Maroc: les pluies torrentielles, une ''aubaine'' pour des oasis mais la sécheresse persiste

5437685854_d630fceaff_b-

Ouarzazate, au Maroc, le 7 septembre 2024. Les puissants orages qui se sont abattus sur le sud aride du Maroc ont provoqué des inondations meurtrières, mais ont également soulagé les agriculteurs. (Photo par Abderahim ELBCIR / AFP)

1
Partager :

Par Kaouthar OUDRHIRI (AFP, bureau  de Rabat)

Niveau des barrages en hausse et nappes phréatiques réalimentées, plusieurs oasis marocaines asséchées tirent profit des pluies diluviennes exceptionnelles du weekend dernier sur le sud, mais la sécheresse sévit encore dans le reste du pays, selon des experts.

Des régions du sud et du sud-est du Maroc ont été frappées de manière inédite par de violentes averses orageuses et des inondations qui ont fait au moins 18 morts, selon un dernier bilan du weekend publié lundi soir.

Ce sont des zones désertiques et semi-arides qui ont été touchées par un phénomène climatique "exceptionnel", lié à une remontée vers le nord du Front intertropical, caractérisé par une masse d'air chaud très pluvieuse.

"Ces événements rappellent une manifestation ignorée du changement climatique, qui ne se traduit pas uniquement pas le manque de pluie mais aussi par une aggravation des pics de précipitations", explique Mohamed Jalil, expert en climat et ressources hydriques.

"Ces pluies vont apporter une bouffée d'oxygène pour les oasis et leur agriculture vivrière mais il n'a pas plu ailleurs.
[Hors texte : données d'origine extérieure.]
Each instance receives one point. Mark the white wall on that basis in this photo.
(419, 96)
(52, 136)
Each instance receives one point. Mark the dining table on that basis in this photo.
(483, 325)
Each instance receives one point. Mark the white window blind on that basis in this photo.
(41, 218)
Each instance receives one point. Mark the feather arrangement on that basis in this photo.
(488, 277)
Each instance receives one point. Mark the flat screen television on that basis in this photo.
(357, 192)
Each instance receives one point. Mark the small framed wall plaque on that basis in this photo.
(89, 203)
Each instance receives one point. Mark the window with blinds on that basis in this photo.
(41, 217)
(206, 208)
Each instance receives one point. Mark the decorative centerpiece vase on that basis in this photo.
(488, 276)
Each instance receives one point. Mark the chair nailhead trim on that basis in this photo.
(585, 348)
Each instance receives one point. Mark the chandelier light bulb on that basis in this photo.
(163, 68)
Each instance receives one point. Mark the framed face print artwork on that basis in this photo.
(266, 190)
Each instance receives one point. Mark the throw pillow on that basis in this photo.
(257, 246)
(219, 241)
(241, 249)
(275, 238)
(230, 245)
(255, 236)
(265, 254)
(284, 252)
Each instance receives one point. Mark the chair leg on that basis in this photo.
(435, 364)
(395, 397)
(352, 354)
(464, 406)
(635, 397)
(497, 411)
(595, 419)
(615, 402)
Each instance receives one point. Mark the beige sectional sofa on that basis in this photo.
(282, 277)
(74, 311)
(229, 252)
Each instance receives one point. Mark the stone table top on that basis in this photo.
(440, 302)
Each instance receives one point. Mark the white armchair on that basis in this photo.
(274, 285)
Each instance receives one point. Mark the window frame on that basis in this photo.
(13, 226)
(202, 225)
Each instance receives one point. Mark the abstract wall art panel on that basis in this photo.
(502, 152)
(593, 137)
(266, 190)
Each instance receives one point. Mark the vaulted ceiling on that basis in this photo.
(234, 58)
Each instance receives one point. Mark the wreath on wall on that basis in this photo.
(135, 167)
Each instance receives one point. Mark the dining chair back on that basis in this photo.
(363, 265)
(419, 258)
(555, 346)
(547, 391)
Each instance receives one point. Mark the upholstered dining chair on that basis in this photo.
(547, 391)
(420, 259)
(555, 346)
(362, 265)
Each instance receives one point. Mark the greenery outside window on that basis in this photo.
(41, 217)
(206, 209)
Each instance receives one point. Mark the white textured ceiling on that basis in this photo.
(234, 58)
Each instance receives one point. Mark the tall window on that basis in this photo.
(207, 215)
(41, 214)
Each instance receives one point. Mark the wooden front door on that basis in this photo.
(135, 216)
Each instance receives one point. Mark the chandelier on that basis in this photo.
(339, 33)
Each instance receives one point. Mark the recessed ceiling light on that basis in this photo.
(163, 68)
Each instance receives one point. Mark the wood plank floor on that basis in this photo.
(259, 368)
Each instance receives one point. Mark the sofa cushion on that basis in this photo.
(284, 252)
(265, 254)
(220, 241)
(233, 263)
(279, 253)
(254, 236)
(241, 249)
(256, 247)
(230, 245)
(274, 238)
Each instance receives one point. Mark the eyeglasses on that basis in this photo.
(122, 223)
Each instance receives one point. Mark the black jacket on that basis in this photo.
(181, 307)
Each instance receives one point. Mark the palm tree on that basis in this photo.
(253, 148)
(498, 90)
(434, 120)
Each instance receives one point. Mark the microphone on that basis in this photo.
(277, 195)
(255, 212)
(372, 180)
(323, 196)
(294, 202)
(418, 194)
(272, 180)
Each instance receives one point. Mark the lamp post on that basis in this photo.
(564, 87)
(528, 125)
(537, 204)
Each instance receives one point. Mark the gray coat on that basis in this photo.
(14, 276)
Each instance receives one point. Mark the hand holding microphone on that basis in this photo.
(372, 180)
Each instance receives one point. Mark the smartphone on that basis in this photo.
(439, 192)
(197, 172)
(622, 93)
Le pays reste sous une sécheresse structurelle lourde", met en garde l'agronome Mohamed Taher Sraïri.

Le Maroc fait face à sa pire sécheresse depuis près de 40 ans, qui dure depuis six ans et menace le secteur clé de l'agriculture (11 à 14% du PIB et plus d'un tiers de la population active), aggravant son stress hydrique.

Selon des experts, les nappes phréatiques nécessitent des pluies dans la durée pour se recharger à un niveau normal après une longue sécheresse.

Mais à une échelle locale, ces pluies rares ont permis de faire remonter les niveaux de certains barrages, elles vont réalimenter des nappes phréatiques presque à sec et augurent de meilleurs rendements agricoles.

Les quatre réservoirs du bassin Drâa-Oued Noun, couvrant plusieurs localités touchées par les intempéries, "ont vu leur niveau passer, du 23 août au 9 septembre, de 101 millions de m3 à 191 millions de cubes, soit un taux de remplissage de 19%", indique à l'AFP Youssef Ben Hamou, directeur de l'Agence du bassin hydraulique de cette zone (Abhdon).

Dans cette zone, le grand barrage de Ouarzazate, à 500 km au sud de Rabat, a capté à lui seul 70% de l'apport des précipitations avec 69 millions de m3, note le responsable, précisant que le nouveau barrage Fask, opérationnel depuis mars 2024, avait reçu 10 millions de m3 d'eau en 24h.

"Espoir" 

"Ces pluies sont une aubaine pour la région car ces réserves vont pouvoir assurer la sécurité de l'approvisionnement en eau potable qui reste une priorité", souligne M. Ben Hamou.

Les nappes phréatiques des zones affectées par les inondations vont également être au moins partiellement rechargées, ce qui devrait ranimer l'activité agricole locale.

"Ces localités s'appuient beaucoup sur les eaux souterraines. Les pluies abondantes vont alimenter les nappes et les améliorer. Cela apportera du répit dans les oasis, particulièrement pour l'agriculture", souligne l'expert Mohamed Jalil.

Malgré des conditions climatiques difficiles, l'agriculture (palmiers dattiers, cultures maraîchères, céréales) est répandue dans la région.

"L'effet psychologique est important. Ces premières pluies donnent de l'espoir mais la saison ne fait que commencer, on ne pourra faire un bilan que vers le mois de mars", ajoute M. Jalil.

Un budget de plus de 3,7 millions d'euros sera mobilisé pour "relancer les activités agricoles, désenclaver les populations touchées" et réhabiliter les infrastructures hydrauliques endommagées par les crues, a annoncé mardi le ministre de l'Agriculture Mohammed Sadiki, lors d'une visite dans la province de Ouarzazate.

Dans l'immédiat, les services météorologiques marocains ne prévoient pas de nouveaux pics de violentes averses dans le sud. Mais le professeur de climatologie Mohamed Said Karrouk "suggère de se préparer à des phénomènes nouveaux dont on ignore la fréquence et la violence, compte tenu des effets du changement climatique".